Nepal to join India’s ‘air bubble’ scheme to repatriate Nepalis from India as Dashain draws closerUnder the scheme, passengers need to book tickets through the embassies and they have to go through quarantine as specified by respective governments.
Nepal has decided to join India’s “air bubble” scheme in order to bring hundreds of Nepalis stranded in different parts of India, more than a month after the southern neighbour’s proposal to that effect.
As India has still restricted regular international passenger flights, “air bubbles” or “travel corridors” are systems established between two countries that perceive each other to be safe and allow carriers of both the countries to fly passengers either way without any restrictions.
Under these arrangements, the fares will be fixed and passengers need to book tickets through the embassies. The passengers have to go through quarantine as specified by the respective governments.
In mid-August, India’s civil aviation minister Hardeep Singh Puri had proposed Nepal join the air bubble scheme.
“We had received the proposal formally from the Indian government three weeks ago,” said Rajan Pokhrel, director general of the Civil Aviation Authority of Nepal.
India has established travel bubbles with 13 countries, including the United States, the United Kingdom, France, Germany, Canada, the Maldives, the United Arab Emirates, Qatar, Bahrain, Nigeria, Iraq, Afghanistan and Japan.
After necessary discussions, Tourism Minister Yogesh Bhattarai will table the agenda on joining the air bubble scheme at the Covid-19 Crisis Management Centre meeting this week, which will then seek an in-principle approval from the Cabinet, according to Pokhrel.
“This will, in fact, help us create an air corridor to the southern neighbour on a reciprocal basis, which has still restricted regular passenger flights,” said Pokhrel.
As Nepal’s biggest festival season is approaching, hundreds of Nepalis working, studying and those gone for medical treatment in India could benefit from the scheme.
“The Indian government can also repatriate its citizens from Nepal,” said Pokhrel.
There is no exact data on the number of Nepalis stranded in India, but officials in Nepal’s embassy in India said such people could be in the thousands.
However, around 1,000 are waiting for immediate flights, according to the embassy officials.
Amid uncertainties, Nepal Airlines has also called back its employees from New Delhi and Mumbai and Bangalore in India.
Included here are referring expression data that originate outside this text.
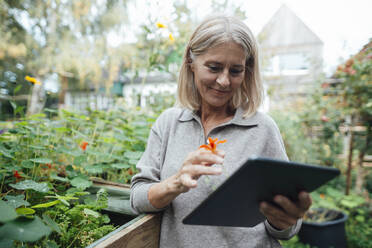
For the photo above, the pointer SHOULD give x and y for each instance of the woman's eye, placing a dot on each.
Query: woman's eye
(214, 68)
(236, 71)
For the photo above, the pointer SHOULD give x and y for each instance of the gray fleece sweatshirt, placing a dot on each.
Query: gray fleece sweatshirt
(178, 132)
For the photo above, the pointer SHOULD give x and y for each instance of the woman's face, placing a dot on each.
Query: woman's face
(218, 74)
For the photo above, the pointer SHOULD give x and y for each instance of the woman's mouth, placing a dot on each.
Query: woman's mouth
(218, 91)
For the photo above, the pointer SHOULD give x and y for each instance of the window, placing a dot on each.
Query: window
(288, 64)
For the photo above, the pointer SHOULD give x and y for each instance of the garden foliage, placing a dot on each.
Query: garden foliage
(47, 162)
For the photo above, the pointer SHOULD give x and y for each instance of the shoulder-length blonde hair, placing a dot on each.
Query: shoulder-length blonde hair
(212, 32)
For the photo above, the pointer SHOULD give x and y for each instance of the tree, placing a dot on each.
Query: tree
(68, 38)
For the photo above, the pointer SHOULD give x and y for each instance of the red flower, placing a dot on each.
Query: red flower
(16, 174)
(83, 145)
(324, 118)
(212, 144)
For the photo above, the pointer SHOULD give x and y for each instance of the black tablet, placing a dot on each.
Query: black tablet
(236, 201)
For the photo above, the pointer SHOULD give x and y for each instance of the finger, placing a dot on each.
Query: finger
(187, 181)
(195, 171)
(276, 214)
(278, 224)
(305, 200)
(289, 207)
(206, 157)
(220, 153)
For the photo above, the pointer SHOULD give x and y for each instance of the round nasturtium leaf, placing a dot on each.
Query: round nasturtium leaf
(30, 184)
(23, 229)
(7, 213)
(81, 183)
(120, 166)
(133, 155)
(27, 164)
(42, 160)
(25, 211)
(16, 201)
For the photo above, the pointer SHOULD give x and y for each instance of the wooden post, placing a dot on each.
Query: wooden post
(350, 158)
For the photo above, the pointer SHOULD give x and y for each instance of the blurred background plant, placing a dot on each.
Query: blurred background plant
(50, 155)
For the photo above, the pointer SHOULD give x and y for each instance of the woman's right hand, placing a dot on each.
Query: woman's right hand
(196, 164)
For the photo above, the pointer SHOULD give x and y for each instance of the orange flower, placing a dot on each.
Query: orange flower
(32, 80)
(212, 144)
(83, 145)
(160, 25)
(16, 174)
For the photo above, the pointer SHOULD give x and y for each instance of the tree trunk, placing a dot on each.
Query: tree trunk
(350, 158)
(62, 91)
(361, 172)
(36, 100)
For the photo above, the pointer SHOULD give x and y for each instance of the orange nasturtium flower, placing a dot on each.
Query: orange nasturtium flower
(160, 25)
(16, 174)
(212, 144)
(32, 80)
(83, 145)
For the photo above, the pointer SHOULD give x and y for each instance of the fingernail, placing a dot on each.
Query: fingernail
(220, 160)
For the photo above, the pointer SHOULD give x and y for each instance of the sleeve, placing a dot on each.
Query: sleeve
(274, 145)
(275, 149)
(149, 167)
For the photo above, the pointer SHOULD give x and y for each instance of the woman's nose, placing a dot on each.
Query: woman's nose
(223, 79)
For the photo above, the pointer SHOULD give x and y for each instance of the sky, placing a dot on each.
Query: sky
(344, 26)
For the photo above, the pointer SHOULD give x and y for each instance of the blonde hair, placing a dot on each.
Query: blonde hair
(212, 32)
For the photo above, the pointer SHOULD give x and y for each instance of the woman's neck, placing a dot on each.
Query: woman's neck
(212, 117)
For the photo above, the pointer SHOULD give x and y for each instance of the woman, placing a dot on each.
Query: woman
(219, 92)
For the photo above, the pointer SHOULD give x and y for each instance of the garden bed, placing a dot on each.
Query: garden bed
(134, 231)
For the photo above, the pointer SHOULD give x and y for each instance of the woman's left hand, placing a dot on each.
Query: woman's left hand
(289, 214)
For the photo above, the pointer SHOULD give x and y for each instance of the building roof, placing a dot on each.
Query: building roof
(286, 29)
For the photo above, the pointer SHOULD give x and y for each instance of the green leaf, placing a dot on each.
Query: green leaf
(120, 166)
(133, 161)
(94, 169)
(46, 205)
(360, 218)
(7, 213)
(25, 211)
(14, 105)
(58, 178)
(88, 211)
(80, 159)
(62, 129)
(133, 155)
(16, 201)
(5, 152)
(23, 229)
(6, 243)
(81, 183)
(30, 184)
(51, 244)
(68, 151)
(42, 160)
(51, 223)
(16, 89)
(27, 164)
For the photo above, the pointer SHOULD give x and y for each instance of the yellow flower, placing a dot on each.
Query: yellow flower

Hari Odari, spokesperson for the Nepali Embassy in New Delhi, said they have requested the Foreign Ministry in Kathmandu to arrange flights between Kathmandu and Delhi following health safety protocols.
“Currently, people are leaving for Kathmandu via surface transport and if the plans to resume flights materialise, we can ascertain the number of actual flyers to Nepal,” he told the Post.
A large number of Nepalis living and working in India are worried as Nepal has not resumed flights to its immediate neighbour, although international flights were allowed to resume from September 1, after five months of stoppage.
“There is still no word on whether flights to and from India will also be allowed from October 1. Tens of thousands of Nepali students, families and patients who had gone to India for treatment have been stuck there for six months. Can @yogesbhattarai, explain why?” Bishow Parajuli, United Nations World Food Programme Representative and Country Director in New Delhi, India, tweeted recently.
On September 1, the government allowed regular passenger flights to resume.
However, only Nepalis and representatives of diplomatic missions, the United Nations and development partners were allowed to fly into Nepal. The government has allowed tourists—trekkers and mountaineers—to come to Nepal from October 17.
“We opened international passenger flights a month ago,” said Pokhrel of the civil aviation body. “And from Thursday onwards, we are allowing unlimited flights.”
On Wednesday, the Civil Aviation Authority of Nepal approved 98 weekly flights—14 flights a day—starting from Thursday, from five flights allowed before, in order to facilitate passengers’ movement, particularly for Nepalis coming for the Dashain festival.
In the peak October-November period, during a normal situation, the Nepali skies normally see as many as 90 international flight movements daily. In New Delhi alone, the most lucrative route, there used to be 11 flights daily.
“The southern neighbour, however, has still not opened scheduled flights,” said Pokhrel. “We are ready to allow any frequency between Kathmandu and New Delhi, but India has its arrangement, which currently is the air bubble.”
Suresh Raj Neupane contributed reporting from New Delhi.